UNITED NATIONS (Reuters) - The United States, Britain and France proposed on Wednesday that the United Nations Security Council blacklist the head of Pakistan-based militant group Jaish-e-Mohammad, which said it attacked an Indian paramilitary convoy in disputed Kashmir.
However, the move is likely to be opposed by China, which previously prevented the Security Council’s Islamic State and al Qaeda sanctions committee from sanctioning JeM leader Masood Azhar in 2016 and 2017.
China’s U.N. mission did not immediately respond to a request for comment on the new proposal.
The Feb. 14 attack, the most deadly in Kashmir during a 30-year-long insurgency, increased tensions between Pakistan and India with the nuclear-armed neighbours both saying they had shot down each other’s fighter jets on Wednesday.
The United States, Britain and France have asked the 15-member Security Council sanctions committee to subject Azhar to an arms embargo, global travel ban and asset freeze. The committee operates by consensus and members have until March 13 to raise objections, according to the proposal seen by Reuters.
When the council committee previously considered blacklisting Azhar in 2017 the Chinese Foreign Ministry said there were clear rules for listing a person or group as a terrorist, and that China has always believed the relevant U.N. committee should operate on the principles of objectivity.
JeM is a primarily anti-India group that forged ties with al Qaeda and was blacklisted by the U.N. Security Council in 2001. In December 2001, Jaish fighters, along with members of another Pakistan-based militant group, Lashkar-e-Taiba, attacked India’s parliament, which almost led to a fourth war.

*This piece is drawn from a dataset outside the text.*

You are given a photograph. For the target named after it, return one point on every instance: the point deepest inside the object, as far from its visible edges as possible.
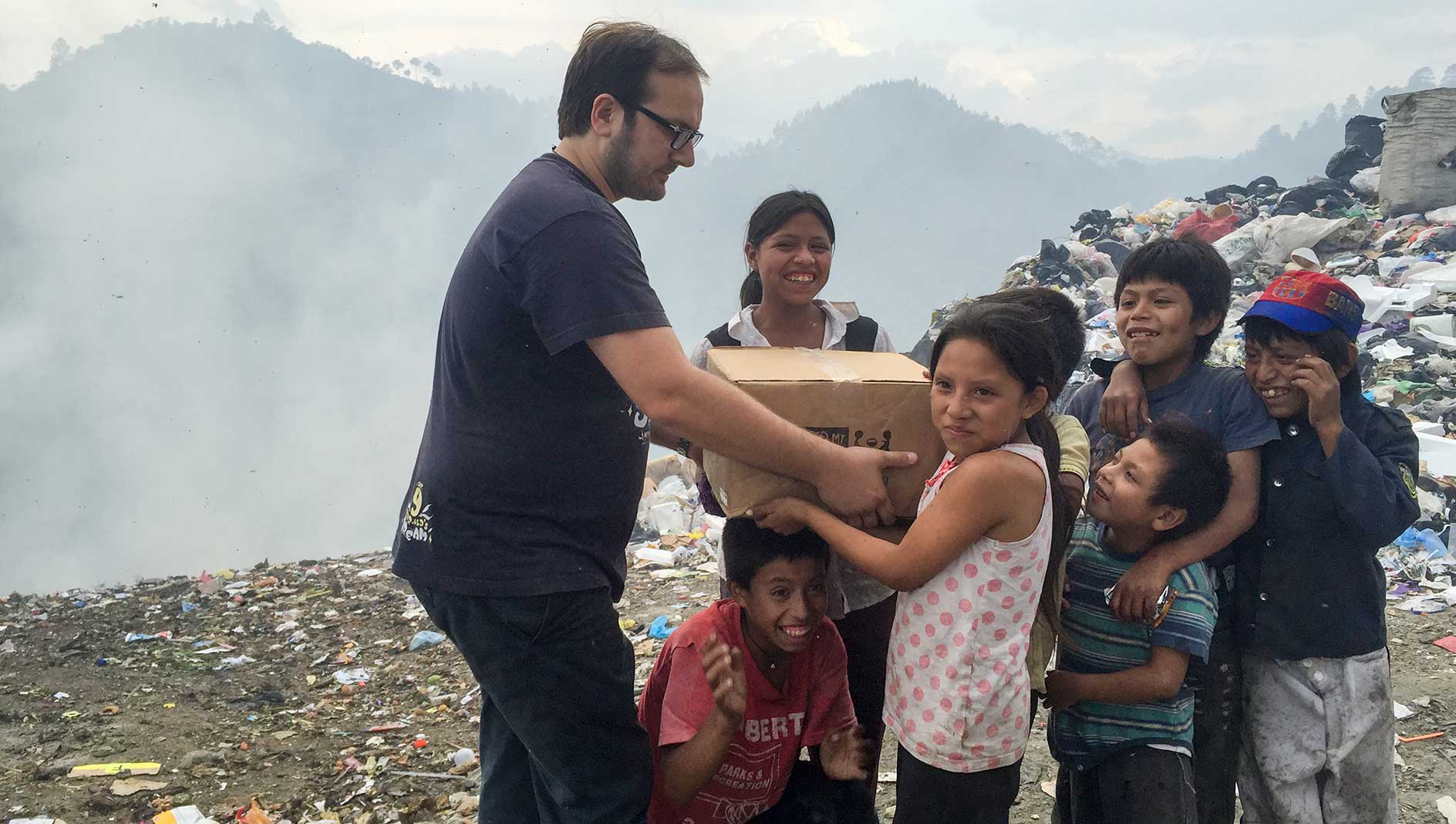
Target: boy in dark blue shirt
(1171, 300)
(1339, 484)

The Security Council condemned the Feb. 14 attack in a statement last week, which was agreed after several days of negotiation. Diplomats said China had been opposed to a reference of JeM, however the agreed statement did eventually note that JeM has claimed responsibility for the attack.
Pakistan’s Foreign Minister Shah Mahmood Qureshi has written at least twice to U.N. Secretary-General Antonio Guterres and they spoke on the phone on Tuesday. In a Feb. 26 letter, seen by Reuters, Qureshi called on Guterres and the Security Council to urge India to halt “acts of aggression.”
India’s U.N. Ambassador Syed Akbaruddin told Reuters on Wednesday: “Our efforts are focused on countering terrorism and we are working with many global partners in pursuit of that objective.”
U.N. spokesman Stephane Dujarric told reporters that the United Nations has had contacts with India at “various levels.” He said on Wednesday that Guterres was available to mediate should both parties agree.
“The United Nations message both publicly and privately to both sides is to urgently take steps to lower tensions through meaningful mutual engagement and meet the responsibilities to maintain peace and security in the region,” Dujarric said.